Начали спектакль вовремя. Партнеры - мои друзья, хорошо мне по сцене и жизни знакомые, предельно доброжелательно "пронесли" меня через трудности первого акта, и мне уже стало казаться, что я благополучно пройду через "чистилище". Суфлер - близко, и каждое слово, чудесно им подсказанное, вкладывалось в сознание князя Касатского, в шкуру которого я уже потихоньку влезал. Перед вторым актом успели второпях прорепетировать, но на следующие сцены уже времени на это не оставалось, и так как мизансцены в келье отца Сергия были предельно лаконичны, то дальше ограничились тем, что Жуков начитывал текст предстоящей сцены в то время, как я менял парик и грим стареющего героя. Происходили уже небольшие казусы, когда я не точно принимал текст от суфлера, но, молниеносно ухватив смысл фразы, мне все же удавалось выходить из положения. И вот что было странно: как раз в совсем нерепетированных сценах, оставаясь в одиночестве на сцене, наедине со своими мыслями, мыслями, рожденными Толстым, в неприкосновенной свежести восприятия (я их только что впервые услышал от суфлера), я получал поразившую меня самого свободу как бы самому рождать эти простые и великие мысли.

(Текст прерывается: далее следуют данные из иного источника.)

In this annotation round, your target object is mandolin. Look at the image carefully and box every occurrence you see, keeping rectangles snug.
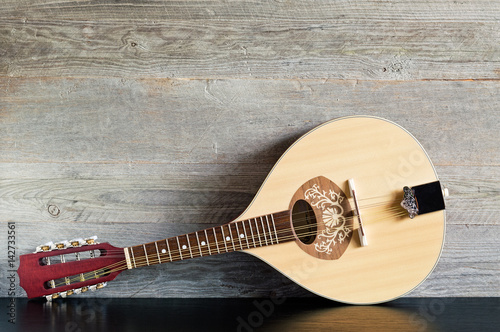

И наконец - последняя картина! Последнее переодевание, последний грим, все торопятся, не опоздать бы на последнюю конку, а суфлер не успевает прочитать мне последний текст ("Ты великолепно принимаешь текст, а Ростова знает роль, буду подавать только тебе. Как увидишь мой платок на полу у будки, выдавай на полную! Это конец").
Вот тут-то в самом конце я и испытал настоящий ужас. Ростова - Пашенька, хорошо знавшая содержание сцены и свой текст, стала для меня, ни разу не прочитавшего последней картины, такой же спасительницей, как Пашенька для Касатского. Обостренно-внимательно вслушивался я в слова ответов ее на мучившие Сергия вопросы. Никакие репетиции не привели бы меня к той душевной обнаженности при восприятии простых и ясных истин, впервые мной услышанных от Ростовой - Пашеньки. Реакция моя была естественной и ненадуманной, ибо оформлялась словами Толстого, впервые мной принятыми от суфлера. Абсолютная тишина в зрительном зале наполняла душу мою согревающим восторгом и вселяла надежду - спасти и спектакль и себя самого.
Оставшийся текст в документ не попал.